Fifa suspends Jerome Valcke after ticket allegations
It’s believed the Fifa official planned to resell 2014 World Cup Tickets for a lucrative profit.
ZURICH - World football body Fifa put Jerome Valcke, its second-ranking official, on leave on Thursday just hours after an ex-footballer raised allegations he was involved in a plan to resell 2014 World Cup tickets for a lucrative profit.
Fifa, which has been rocked by Swiss and US corruption investigations, said in a statement it was made aware of allegations involving Valcke and had requested a formal investigation by the Fifa ethics committee.
The swift action against his second-in-command is another major blow for Fifa President Sepp Blatter as questions about corruption during his 17-year reign build.
The allegations against Valcke come on top of probes by the US Department of Justice and the Swiss Attorney General's Office into corruption at Fifa after the indictment of 14 senior football officials and sports marketing executives in May.
Blatter announced in June only days after the unveiling of the US indictment that he would be stepping down as president following an election in February.
Earlier on Thursday, former Israeli football player Benny Alon said at a news conference in Zurich that he agreed in 2013 to pay cash to Valcke to secure plum World Cup tickets in Brazil. He said the plan was to then sell the tickets to fans at a markup and split the proceeds with Valcke.
Alon said the deal fell through and he never paid the football official. Reuters could not independently confirm Alon's claims.
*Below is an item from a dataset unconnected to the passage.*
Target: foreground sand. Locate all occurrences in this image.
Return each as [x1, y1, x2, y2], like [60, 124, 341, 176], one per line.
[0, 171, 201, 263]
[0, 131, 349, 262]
Valcke "unequivocally" denied the allegations as "fabricated and outrageous" in a statement from his US lawyer Barry Berke.
"Mr. Valcke never received or agreed to accept any money or anything else of value from Mr. Alon," the statement said.
Fifa controls the rights to sell all the World Cup tickets and has sanctioned officials in the past for reselling the coveted World Cup spots at a higher price.
Earlier this week US and Swiss authorities said they were expanding their corruption investigations and more arrests were expected.